Alisson future adds to uncertainty
As Liverpool plot incomings, the outgoings keep stacking up. After Salah and Robertson, Alisson Becker has been flagged as the next potential heavyweight departure.
According to Football Insider, Juventus made a move for the Brazilian, only for Liverpool’s hierarchy to block it. Even so, Alisson is expected to hold talks with the Anfield decision-makers about his future, and his situation has been cited as a symbol of the instability Iraola must confront.
A source quoted by Football Insider painted a stark picture of the task ahead.
“Iraola is going to face some major issues immediately,” the source said. “We were expecting his arrival to be announced, so he will already have assessed his squad, and he will know there are problems there.
“I would say there are probably six or seven positions with players already in need of replacing.”
The assessment is brutal but clear. Position by position, the spine that once looked unshakeable now appears fragile.
Ageing core, broken spine
“Look through the team one by one: Alisson could be leaving, we know Robertson and Konate are going, Van Dijk is 34 and ageing now, and they need a right-back,” the source continued.
Further forward, the picture is no kinder. “Salah has gone, and Ekitike is out until next year with this injury, so there’s another two players needing to be replaced.”
Strip that down and the scale of the job is obvious. The first-choice goalkeeper may depart. Two senior defenders are heading out, another cornerstone in Virgil van Dijk is into the final stretch of his career, and there is no settled answer at right-back.
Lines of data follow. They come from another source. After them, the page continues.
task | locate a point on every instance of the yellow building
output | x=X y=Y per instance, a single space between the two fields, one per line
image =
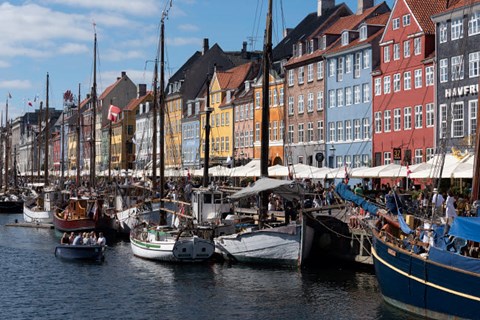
x=223 y=87
x=276 y=121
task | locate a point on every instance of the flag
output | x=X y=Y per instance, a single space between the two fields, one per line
x=113 y=113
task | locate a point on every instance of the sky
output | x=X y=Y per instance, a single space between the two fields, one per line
x=56 y=37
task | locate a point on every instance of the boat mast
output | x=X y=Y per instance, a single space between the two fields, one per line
x=46 y=136
x=267 y=57
x=93 y=145
x=7 y=147
x=78 y=137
Higher up the pitch, the team’s long-time talisman has left, while a forward option in Hugo Ekitike is sidelined until next year.
That is not a tweak. That is a rebuild across “multiple key positions that need dealing with,” as the source put it, and Iraola will be under no illusions about the urgency.
Backing or bust
“It’s now about whether he will get that backing, and I expect he will, to make the changes that need to be made,” the source added. The message is blunt: Liverpool’s hierarchy must match the scale of the problem with the scale of their support.
The club’s recent summers have been defined by selective, targeted signings. This one threatens to be different. This feels like volume, like churn, like a squad turning a page in real time.
“Ultimately, the goal for Iraola at Liverpool is going to be to make them successful again, but to do that, he’s going to need a lot of support.”
Seven signings is a huge number for any club, let alone one that expects to compete at the very top. For Iraola, the question is not just who arrives, but how quickly he can weld a new-look Liverpool into a side capable of chasing trophies rather than clinging to old memories.